54. Cette connaissance intuitive, qui est la grande libératrice, est omniprésente et omnisciente et inclut le passé, le présent et le futur dans l'éternel maintenant.
La seule chose qui, dans ce sutra ne soit pas claire, même pour le lecteur superficiel, est le sens des mots Eternel Maintenant, qu'il n'est pas possible de saisir, à moins que la conscience de l'âme n'ait été développée. Dire que le temps est une succession d'états de conscience, que le présent est instantanément perdu dans le passé et enfoui dans le futur sitôt expérimenté, n'apportera pas grand-chose à l'étudiant moyen. Dire qu'il est un temps où la vie se perd dans la vision et où il est pris conscience de la somme des prévisions de la vie en un seul instant de réalisation qui persiste à jamais ; désigner un état de conscience dans lequel il n'y a ni déroulement d'événements ni succession dans les perceptions de la conscience, tout cela semble dit en un mystérieux langage. Cependant, cela est et cela sera. Quand l'aspirant a atteint son but, il sait quel est le véritable sens de son immortalité et la vraie nature de sa libération. L'espace et le temps deviennent pour lui des termes vides de sens. La seule véritable Réalité est vue comme étant la grande force vitale centrale, restant inchangée et stable au centre des formes temporelles évanescentes.
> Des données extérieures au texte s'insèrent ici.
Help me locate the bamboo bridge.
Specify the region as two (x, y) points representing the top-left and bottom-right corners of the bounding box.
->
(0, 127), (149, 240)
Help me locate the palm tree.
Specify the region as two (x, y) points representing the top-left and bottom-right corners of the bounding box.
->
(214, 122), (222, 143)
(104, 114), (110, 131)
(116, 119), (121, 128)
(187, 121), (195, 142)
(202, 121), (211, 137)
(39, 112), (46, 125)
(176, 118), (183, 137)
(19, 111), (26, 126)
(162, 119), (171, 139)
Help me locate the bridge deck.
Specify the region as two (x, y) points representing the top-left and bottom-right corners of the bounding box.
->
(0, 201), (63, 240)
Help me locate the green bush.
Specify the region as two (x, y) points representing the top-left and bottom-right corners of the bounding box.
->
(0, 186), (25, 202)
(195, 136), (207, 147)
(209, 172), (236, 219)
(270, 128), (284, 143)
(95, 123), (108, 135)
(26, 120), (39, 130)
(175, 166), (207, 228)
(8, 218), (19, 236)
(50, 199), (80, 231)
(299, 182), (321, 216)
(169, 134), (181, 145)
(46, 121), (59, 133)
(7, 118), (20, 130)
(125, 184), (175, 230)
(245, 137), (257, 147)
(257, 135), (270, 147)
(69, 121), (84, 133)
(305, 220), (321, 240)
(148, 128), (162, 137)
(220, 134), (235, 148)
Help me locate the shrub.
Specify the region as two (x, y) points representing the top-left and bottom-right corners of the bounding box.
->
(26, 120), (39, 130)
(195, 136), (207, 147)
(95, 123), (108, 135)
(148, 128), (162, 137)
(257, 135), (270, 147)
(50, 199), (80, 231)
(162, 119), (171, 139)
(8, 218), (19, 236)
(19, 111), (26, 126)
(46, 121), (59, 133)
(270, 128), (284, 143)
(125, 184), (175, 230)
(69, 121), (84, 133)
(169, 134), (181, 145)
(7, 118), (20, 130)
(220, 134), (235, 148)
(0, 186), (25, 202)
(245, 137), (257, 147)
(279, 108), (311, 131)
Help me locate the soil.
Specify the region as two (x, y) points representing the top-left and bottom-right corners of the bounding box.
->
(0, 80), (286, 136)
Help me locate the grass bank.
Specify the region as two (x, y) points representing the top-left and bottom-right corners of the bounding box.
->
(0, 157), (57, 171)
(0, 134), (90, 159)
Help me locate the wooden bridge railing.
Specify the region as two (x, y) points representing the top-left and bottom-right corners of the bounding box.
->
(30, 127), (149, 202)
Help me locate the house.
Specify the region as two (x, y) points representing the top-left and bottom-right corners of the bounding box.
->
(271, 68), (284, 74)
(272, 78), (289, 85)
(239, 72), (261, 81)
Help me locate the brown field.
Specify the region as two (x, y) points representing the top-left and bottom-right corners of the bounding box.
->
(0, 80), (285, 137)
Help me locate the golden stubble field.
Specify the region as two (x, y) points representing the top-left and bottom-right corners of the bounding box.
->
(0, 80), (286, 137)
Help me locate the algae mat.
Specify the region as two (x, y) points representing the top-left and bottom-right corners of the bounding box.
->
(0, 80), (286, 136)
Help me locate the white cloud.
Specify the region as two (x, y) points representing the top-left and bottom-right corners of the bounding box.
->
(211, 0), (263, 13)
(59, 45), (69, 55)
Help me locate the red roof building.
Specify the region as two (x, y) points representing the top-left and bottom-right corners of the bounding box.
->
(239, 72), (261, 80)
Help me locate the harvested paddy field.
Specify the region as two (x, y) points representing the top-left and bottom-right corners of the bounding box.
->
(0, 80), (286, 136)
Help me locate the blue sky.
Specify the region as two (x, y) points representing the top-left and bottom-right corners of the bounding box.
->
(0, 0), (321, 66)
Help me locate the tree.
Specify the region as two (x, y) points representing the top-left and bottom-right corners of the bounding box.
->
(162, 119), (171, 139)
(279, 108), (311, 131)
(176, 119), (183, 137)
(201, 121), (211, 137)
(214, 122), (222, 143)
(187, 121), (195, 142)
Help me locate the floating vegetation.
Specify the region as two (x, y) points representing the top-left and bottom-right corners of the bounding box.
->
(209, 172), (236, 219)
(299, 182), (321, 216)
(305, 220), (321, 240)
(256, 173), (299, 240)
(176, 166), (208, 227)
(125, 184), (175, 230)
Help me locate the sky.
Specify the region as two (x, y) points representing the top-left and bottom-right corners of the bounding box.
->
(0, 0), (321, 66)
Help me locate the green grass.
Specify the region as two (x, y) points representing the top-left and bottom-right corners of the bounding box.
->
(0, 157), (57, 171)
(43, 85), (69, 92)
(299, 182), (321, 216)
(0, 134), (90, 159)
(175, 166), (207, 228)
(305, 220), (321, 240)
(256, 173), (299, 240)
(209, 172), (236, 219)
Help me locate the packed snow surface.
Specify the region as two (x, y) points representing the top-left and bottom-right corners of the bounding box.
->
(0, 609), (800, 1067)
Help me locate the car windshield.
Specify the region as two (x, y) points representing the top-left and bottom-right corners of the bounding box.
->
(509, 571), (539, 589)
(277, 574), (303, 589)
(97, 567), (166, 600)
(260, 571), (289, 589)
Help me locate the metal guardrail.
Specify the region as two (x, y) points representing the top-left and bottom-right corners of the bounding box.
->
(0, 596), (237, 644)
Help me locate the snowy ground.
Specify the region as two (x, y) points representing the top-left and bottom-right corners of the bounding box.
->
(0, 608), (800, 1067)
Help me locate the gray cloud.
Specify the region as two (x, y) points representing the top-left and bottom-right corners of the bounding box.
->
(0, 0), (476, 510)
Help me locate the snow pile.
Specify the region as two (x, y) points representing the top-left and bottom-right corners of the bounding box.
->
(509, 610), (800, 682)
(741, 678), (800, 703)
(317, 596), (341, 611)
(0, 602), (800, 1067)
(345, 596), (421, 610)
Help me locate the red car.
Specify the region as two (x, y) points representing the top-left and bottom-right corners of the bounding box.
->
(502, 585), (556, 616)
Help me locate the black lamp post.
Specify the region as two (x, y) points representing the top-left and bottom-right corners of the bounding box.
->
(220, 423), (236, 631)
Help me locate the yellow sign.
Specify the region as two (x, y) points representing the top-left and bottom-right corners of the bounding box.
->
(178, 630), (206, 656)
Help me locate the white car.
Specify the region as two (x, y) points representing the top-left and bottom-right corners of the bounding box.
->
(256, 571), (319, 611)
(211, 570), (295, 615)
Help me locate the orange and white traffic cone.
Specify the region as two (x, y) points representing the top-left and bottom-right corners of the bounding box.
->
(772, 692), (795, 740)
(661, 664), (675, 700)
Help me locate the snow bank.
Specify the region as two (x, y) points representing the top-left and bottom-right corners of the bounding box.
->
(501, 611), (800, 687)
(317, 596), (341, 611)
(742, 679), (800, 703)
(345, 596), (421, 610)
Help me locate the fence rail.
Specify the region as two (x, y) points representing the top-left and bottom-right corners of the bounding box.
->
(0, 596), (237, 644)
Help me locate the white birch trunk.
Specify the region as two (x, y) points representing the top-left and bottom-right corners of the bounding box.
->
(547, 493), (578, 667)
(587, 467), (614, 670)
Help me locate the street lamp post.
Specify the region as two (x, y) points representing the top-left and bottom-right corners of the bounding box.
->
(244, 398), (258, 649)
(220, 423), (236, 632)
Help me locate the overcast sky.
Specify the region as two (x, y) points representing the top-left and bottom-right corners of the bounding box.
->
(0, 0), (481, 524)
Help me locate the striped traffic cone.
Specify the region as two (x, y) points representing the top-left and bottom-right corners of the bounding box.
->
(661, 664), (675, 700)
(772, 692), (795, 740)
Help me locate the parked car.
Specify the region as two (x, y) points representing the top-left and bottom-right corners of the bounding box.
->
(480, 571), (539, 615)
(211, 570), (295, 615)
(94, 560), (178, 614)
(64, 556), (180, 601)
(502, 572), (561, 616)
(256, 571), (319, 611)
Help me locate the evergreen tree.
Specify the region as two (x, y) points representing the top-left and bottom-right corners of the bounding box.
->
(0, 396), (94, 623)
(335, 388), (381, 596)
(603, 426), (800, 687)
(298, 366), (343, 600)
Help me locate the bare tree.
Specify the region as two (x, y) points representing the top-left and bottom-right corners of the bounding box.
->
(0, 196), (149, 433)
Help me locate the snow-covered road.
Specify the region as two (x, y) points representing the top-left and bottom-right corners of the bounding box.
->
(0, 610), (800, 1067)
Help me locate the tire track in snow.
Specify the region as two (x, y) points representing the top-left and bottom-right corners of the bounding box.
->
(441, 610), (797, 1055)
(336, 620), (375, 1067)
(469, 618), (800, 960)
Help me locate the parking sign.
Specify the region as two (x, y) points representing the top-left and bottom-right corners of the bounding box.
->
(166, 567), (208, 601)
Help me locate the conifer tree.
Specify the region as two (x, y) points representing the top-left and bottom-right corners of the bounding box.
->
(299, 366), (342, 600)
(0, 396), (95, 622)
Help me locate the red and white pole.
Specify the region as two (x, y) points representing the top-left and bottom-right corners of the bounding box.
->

"Je suis", dit l'unité humaine ; se considérant comme étant elle-même le soi, elle s'identifie avec la forme changeante. Le temps et l'espace sont pour elle les véritables réalités. "Je suis cela", dit l'aspirant, et il cherche à se connaître tel qu'il est réellement ; un mot vivant, partie constituante d'une phrase cosmique. L'espace n'existe plus pour lui ; il se sait omniprésent. "Je suis ce que Je suis" dit l'âme affranchie, l'homme libéré, le Christ. Le temps ni l'espace n'existent plus pour lui ; l'omniscience comme l'omniprésence sont ses qualités distinctives.
Dans son commentaire de ce sutra, Charles Johnston cite saint Columba et écrit :
"Il en est quelques-uns, bien que fort peu, à qui la grâce divine a accordé ceci : ils peuvent voir clairement, très distinctement et dans le même moment, comme sous un seul rayon de soleil jusqu'au circuit total du monde tout entier avec sa ceinture d'océans et de ciel – la partie la plus profonde de leur mental étant merveilleusement amplifiée."
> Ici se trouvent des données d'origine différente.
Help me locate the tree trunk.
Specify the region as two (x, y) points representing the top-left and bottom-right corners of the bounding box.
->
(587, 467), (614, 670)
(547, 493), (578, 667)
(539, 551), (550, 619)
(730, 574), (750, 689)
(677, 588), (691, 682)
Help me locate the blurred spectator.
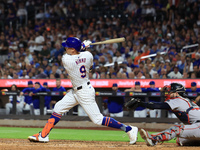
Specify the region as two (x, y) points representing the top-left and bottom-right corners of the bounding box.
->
(104, 83), (124, 117)
(146, 81), (161, 118)
(5, 84), (24, 115)
(167, 66), (183, 79)
(186, 82), (200, 92)
(0, 33), (9, 64)
(35, 67), (48, 79)
(38, 45), (50, 60)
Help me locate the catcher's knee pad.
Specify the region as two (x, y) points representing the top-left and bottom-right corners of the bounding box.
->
(90, 114), (103, 125)
(169, 125), (184, 136)
(151, 125), (184, 141)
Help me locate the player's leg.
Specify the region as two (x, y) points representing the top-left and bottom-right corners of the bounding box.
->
(75, 88), (138, 144)
(28, 90), (78, 142)
(110, 111), (124, 117)
(149, 109), (156, 118)
(16, 103), (23, 115)
(140, 125), (184, 146)
(176, 123), (200, 146)
(5, 103), (13, 115)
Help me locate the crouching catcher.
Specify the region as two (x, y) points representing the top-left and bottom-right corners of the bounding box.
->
(125, 83), (200, 146)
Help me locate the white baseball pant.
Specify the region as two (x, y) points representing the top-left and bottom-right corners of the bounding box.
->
(54, 83), (103, 125)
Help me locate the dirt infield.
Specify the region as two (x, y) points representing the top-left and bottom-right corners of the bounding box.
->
(0, 139), (199, 150)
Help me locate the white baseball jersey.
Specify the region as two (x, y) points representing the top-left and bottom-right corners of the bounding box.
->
(166, 96), (200, 145)
(62, 51), (93, 87)
(166, 96), (200, 124)
(54, 51), (103, 125)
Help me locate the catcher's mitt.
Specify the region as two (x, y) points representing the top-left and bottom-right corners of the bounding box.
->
(125, 98), (141, 110)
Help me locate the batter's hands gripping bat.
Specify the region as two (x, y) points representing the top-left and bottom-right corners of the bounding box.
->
(90, 37), (125, 45)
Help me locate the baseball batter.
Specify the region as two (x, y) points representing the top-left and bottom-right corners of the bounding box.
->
(127, 83), (200, 146)
(28, 37), (138, 144)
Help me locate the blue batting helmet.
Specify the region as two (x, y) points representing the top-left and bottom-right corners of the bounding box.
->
(62, 37), (81, 52)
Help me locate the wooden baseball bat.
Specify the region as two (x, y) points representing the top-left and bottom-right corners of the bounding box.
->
(90, 37), (125, 45)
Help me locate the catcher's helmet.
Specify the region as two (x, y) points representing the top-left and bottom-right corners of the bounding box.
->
(62, 37), (81, 52)
(162, 83), (186, 99)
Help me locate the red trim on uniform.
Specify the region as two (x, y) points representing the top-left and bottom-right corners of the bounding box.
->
(52, 112), (62, 118)
(107, 117), (110, 126)
(105, 117), (108, 125)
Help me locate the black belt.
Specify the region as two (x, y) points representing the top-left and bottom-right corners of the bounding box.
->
(77, 82), (90, 90)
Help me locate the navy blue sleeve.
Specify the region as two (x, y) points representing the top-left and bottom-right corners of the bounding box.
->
(22, 88), (34, 93)
(62, 87), (66, 91)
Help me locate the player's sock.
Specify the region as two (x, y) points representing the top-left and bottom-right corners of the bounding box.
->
(102, 117), (132, 132)
(41, 112), (61, 137)
(50, 112), (62, 125)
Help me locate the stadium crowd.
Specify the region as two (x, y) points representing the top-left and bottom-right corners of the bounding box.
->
(0, 0), (200, 79)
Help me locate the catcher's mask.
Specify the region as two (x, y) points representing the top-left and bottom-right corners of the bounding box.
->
(162, 83), (187, 100)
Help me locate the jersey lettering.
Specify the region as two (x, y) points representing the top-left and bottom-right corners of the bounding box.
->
(76, 58), (86, 65)
(79, 65), (86, 78)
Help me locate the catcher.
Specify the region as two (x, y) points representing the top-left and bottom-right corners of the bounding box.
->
(125, 83), (200, 146)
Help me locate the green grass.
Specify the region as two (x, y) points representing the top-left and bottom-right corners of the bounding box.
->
(0, 127), (175, 143)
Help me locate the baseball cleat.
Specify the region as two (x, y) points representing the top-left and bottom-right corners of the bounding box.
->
(28, 132), (49, 143)
(140, 129), (156, 146)
(127, 126), (138, 145)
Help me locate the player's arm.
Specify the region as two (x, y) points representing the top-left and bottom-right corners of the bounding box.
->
(125, 98), (171, 110)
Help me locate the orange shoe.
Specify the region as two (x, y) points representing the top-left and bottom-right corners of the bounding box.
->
(28, 132), (49, 143)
Il pourrait être utile également de citer ici le bref commentaire de Dvidedi ; il y est bien à sa place, car la réalisation de cet état de conscience y est résumée avec concision :
"Dans l'aphorisme 23 de cette section, nous avons déjà décrit la nature de taroka-jnana, la connaissance qui délivre des attaches du monde. La connaissance sélective décrite ici a pour résultat taraka, la connaissance qui constitue la fin et le but du yoga. Elle se rapporte à tous les objets, depuis le pradhana (esprit-matière, A.A.B.) jusqu'aux bhutas (éléments, formes, A.A.B.), ainsi qu'à tous les états de ces objets. De plus, elle produit la connaissance simultanée de toutes choses et elle est totalement indépendante des règles ordinaires de la cognition. Elle est donc la plus haute connaissance que puisse désirer le yogi et l'indice certain de Kaivalya (état d'unification absolue, A.A.B.) qui sera décrit dans l'aphorisme suivant comme étant son résultat."